MacParland was testing whether residual virus from SVRs could infect healthy cells. Marukian used a cell culture system widely used to study viral entry/replication:

http://www.ncbi.nlm.nih.gov/pubmed/15947137

to see if PBMCs could be infected.


However, the key difference is that Marukian tracked increases in the level of RNA in the infected cells - if the virus is really replicating the amount of RNA should increase. What she found was that in huh7 cells (a commonly used line of liver cancer cells)  RNA levels grew as a function of time, about 100 fold increase in 3 days, whereas in PBMCs the level of RNA remained flat, as it did if cells were treated with a drug, CMA, that blocked replication (Fig 2.)

They went on to show that viral entry in PBMCs (and broke these out into B/T lymphocytes, macrophages etc.) is very unlikely because of failure to express cell receptors needed for viral entry (over the past couple of years researchers have finally tracked down in detail how it gets into cells).

However, their results may also explain MacParland's data:

"We tested the ability of HCVcc to replicate in cmDCs (Fig. 2C), M (Fig. 2D), peripheral blood DCs (pbDCs) (Fig. 2E), monocytes (Fig. 2F), and T/natural killer (NK) cells (Fig. 2G). As for B cells, HCV RNA was detected in cultures of these cell types after 24 hours incubation with HCVcc and extensive washing.
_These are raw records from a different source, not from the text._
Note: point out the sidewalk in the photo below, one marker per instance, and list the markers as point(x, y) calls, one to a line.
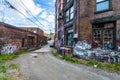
point(44, 49)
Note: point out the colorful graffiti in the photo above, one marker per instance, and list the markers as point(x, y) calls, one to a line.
point(9, 49)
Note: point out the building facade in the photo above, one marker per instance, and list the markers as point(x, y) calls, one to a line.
point(96, 21)
point(12, 39)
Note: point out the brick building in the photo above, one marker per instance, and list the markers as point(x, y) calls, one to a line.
point(97, 21)
point(34, 30)
point(13, 38)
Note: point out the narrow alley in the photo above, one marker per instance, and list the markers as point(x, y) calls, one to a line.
point(42, 65)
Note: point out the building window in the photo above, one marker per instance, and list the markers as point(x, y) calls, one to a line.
point(103, 36)
point(102, 5)
point(69, 14)
point(69, 37)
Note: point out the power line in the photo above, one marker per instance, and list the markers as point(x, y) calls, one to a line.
point(24, 14)
point(32, 14)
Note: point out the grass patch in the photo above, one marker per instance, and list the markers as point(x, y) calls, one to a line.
point(111, 67)
point(6, 65)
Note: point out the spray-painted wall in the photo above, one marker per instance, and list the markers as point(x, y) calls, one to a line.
point(12, 39)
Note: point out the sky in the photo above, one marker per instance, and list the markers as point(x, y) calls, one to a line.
point(28, 13)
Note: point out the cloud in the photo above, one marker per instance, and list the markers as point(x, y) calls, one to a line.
point(43, 13)
point(21, 6)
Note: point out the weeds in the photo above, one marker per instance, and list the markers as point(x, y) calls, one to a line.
point(5, 64)
point(112, 67)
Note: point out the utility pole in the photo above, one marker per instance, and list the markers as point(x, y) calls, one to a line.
point(2, 10)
The level of HCV RNA associated with the cultures was <1% of the input; this declined or remained stable after washing away input viral RNA. In all PBMC subsets, the level of HCV RNA associated with cells and tissue culture supernatants was unaffected by 2CMA. Although no increase in HCV RNA was detected in PBMC subsets or in 2CMA-treated Huh-7.5 cells, viral RNA persisted for many days in culture. Longer cultures of up to 14 days also showed no increase in HCV RNA (data not shown)."

in other words, it seems virions are tightly and determinedly clinging to PBMCs but not necessarily getting in and replicating. Even when they introduced viral RNA directly into PBMCs no translation was detected, whereas it was in liver cells.

I assume MacParland's group has already checked whether infectivity of SVR-derived virus as measured by RNA increase, occurs in liver cells. It'll be interesting to hear the next installment.